Sport somewhere needs not one but multiple superstars to carry it along. And even a sport as popular as tennis needs ambassadors to fill stadiums which is why we should be grateful that we got Roger Federer, Rafael Nadal and Novak Djokovic together. You need rivalries like these that can be stories, you need characters that can transcend the sport, you need motivation to bunk offices and go to a stadium to watch a match, you need passion to support your player when s(he) is playing against their greatest rival.
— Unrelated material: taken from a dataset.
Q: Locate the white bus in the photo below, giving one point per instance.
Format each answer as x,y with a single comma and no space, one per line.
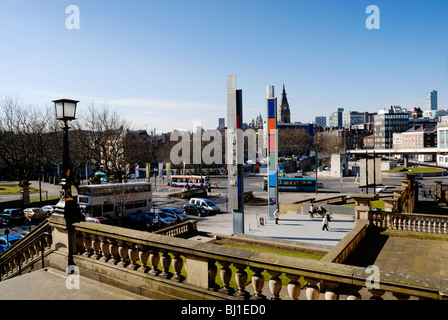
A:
109,200
192,181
“Ashes to Ashes, dust to dust, if Thomson don’t get ya, Lillee must” | read a Sydney Daily Telegraph cartoon caption during the 1974-75 Ashes. Men’s tennis players since 2003 have felt the same syndrome stunningly for 16 years and counting. Because if Federer won't beat you, Nadal will, and if Nadal does not, then Novak will. 16 years in tennis is literally two generations of domination but to think that three people are still the face of men’s tennis is sometimes scary.
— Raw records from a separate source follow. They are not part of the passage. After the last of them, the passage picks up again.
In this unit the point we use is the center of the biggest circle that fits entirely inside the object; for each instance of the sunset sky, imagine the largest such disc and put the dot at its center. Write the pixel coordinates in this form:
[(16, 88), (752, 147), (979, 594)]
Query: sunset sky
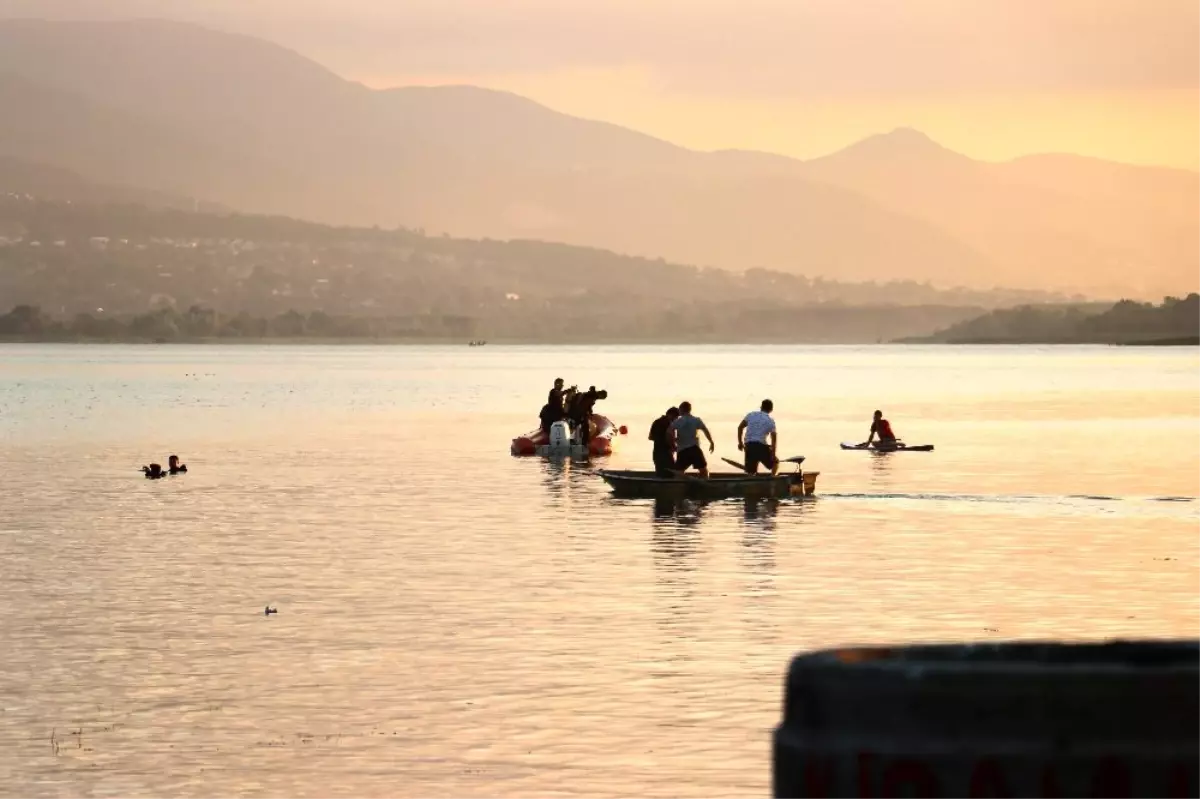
[(990, 78)]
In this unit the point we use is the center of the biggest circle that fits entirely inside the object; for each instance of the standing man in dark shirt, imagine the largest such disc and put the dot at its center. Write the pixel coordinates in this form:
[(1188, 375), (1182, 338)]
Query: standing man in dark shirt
[(556, 395), (664, 443), (585, 404), (687, 437)]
Novak got injured at the end of 2016. A 35-year-old Roger and a 30-something Rafa shared the next 6 Slams between them before Novak came back and started collecting Slams as if he had given rent to others on a property he literally owns for a year and half. He now sits one win short of holding all 4 of them together; stunningly for the second time in his career.
The greatness of these players lies in their uniqueness. Each finds their own way to defy the odds, to defy experts and many times defy themselves.
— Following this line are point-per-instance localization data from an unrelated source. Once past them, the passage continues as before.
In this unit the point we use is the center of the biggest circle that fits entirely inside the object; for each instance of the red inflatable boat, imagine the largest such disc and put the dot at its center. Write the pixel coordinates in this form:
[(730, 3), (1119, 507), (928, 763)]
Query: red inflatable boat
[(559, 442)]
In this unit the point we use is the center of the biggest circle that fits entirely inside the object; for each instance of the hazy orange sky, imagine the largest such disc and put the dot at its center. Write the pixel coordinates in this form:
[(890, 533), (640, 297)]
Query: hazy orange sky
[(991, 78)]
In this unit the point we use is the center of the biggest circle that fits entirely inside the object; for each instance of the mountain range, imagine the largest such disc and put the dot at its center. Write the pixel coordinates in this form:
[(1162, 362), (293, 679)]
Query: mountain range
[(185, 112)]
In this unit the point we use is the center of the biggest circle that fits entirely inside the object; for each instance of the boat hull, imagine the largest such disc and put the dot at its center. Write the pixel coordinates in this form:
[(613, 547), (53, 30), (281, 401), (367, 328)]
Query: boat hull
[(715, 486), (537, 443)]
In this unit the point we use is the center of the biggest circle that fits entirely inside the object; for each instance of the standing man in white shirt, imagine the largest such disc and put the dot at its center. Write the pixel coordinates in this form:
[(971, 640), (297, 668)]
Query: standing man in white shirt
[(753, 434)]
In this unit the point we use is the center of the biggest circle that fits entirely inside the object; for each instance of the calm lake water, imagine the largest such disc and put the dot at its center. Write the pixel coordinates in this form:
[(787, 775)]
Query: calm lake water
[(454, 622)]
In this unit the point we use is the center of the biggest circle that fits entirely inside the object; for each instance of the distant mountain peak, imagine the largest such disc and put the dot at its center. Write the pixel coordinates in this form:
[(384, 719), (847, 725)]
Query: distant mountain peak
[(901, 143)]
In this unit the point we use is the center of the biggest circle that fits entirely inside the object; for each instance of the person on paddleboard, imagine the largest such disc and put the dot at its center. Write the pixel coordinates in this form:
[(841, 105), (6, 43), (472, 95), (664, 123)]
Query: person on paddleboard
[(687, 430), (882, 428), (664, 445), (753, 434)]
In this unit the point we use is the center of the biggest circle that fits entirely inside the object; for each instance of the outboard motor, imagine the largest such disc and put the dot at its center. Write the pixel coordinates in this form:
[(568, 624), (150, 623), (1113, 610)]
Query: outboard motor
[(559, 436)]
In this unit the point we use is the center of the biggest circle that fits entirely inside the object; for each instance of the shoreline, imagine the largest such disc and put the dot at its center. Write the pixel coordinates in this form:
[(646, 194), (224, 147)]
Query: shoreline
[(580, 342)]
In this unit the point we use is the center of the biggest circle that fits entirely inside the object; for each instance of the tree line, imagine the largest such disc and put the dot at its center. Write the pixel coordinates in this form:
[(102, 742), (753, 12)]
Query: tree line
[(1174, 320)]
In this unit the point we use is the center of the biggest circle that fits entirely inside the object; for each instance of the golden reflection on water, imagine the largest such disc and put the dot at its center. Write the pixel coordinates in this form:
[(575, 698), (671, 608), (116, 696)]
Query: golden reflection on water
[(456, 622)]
There are fans of Roger who would have today supported Novak because if Rafa wins, he reaches 18. Rafa fans would go wild with a Rafa win and the GOAT debate will again be the focal point of every tennis writer’s and fan’s discussion. A Novak win will slowly solidify his stance that he is still the world’s number one player as well on his way to perhaps the best ever, dominating the other two who currently hold the mantle in discussion rooms.
But pause. For a moment, let's just enjoy tennis. Because a few years from now, we won't get this moment anymore. We sometimes feel how would Bradman have played because we can’t visualise Bradman in real terms. Although Youtube and technology will solve this problem for today’s generation, real time sports is still real time.
Imagine if Bradman, Vivian Richards and Sachin Tendulkar played in the same era. In true terms, tennis is lucky to have had these three 'together' at the same time.
Yes, Novak won today, he now holds 3 of the 4 Slams and might go on to hold the next 3 slamsto complete a calendar. Yet, for Rafa to not play a single match since the US Open and then to not lose a set till the final, speaks of how good Rafa is. And, then of course, there is Federer. The very fact that he is still playing at a level worthy of winning Slams at this age in today's generation of power hitting, speaks volume of the man himself.
Yes 20 is greater than 17 which is greater than 15. But for a moment, let us just throw hats of being die-hard fans and just be grateful to God that we got the chance to witness them ply their trade together. GOAT’s for a change can graze wherever they want. It doesn’t really matter who you coin one at the end of their careers.
But for the moment let's just sit back, enjoy and say thank you. The price tag of a Slam victory was always high. With these three around, it has reached stratospheric levels.
Ask Andy Murray, Stan Wawrinka, Marin Cilic and Juan Martin del Potro -- you will get the exact price of a Slam win.